Xenophon (c.430–354 BCE) was a native of Athens who wrote about contemporary events and people. He was also a soldier and mercenary. These excerpts are taken from his account of the war between Sparta and Thebes in 369-8 BCE, during which Dionysius of Syracuse sent Celtic mercenaries to fight on the side of Sparta.

The following is from Xenophon in Seven Volumes, trans. Carleton L. Brownson. Harvard University Press, Cambridge:1918-1921.


§ 7.1.20. Just after these events had happened, the expedition sent by Dionysius to aid the Lacedaemonians sailed in, numbering more than twenty triremes [war galleys]. And they brought Celts, Iberians, and about fifty horsemen. On the following day the Thebans and their allies, after forming themselves in detached bodies and filling the plain as far as the sea and as far as the hills adjoining the city, destroyed whatever of value there was in the plain. And the horsemen of the Athenians and of the Corinthians did not approach very near their army, seeing that the enemy were strong and numerous.

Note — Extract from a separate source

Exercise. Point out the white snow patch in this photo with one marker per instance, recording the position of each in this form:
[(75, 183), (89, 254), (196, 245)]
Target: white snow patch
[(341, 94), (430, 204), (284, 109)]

§ 7.1.31. When these words had been spoken, it is said that from a clear sky there came lightnings and thunderings of favourable omen for him; and it chanced also that on the right wing was a sanctuary and a statue of Heracles [the ancestor of the kings of Sparta]. As a result, therefore, of all these things, it is reported that the soldiers were inspired with so much strength and courage that it was a task for their leaders to restrain them as they pushed forward to the front. And when Archidamus led the advance, only a few of the enemy waited till his men came within spear-thrust; these were killed, and the rest were cut down as they fled, many by the horsemen and many by the Celts.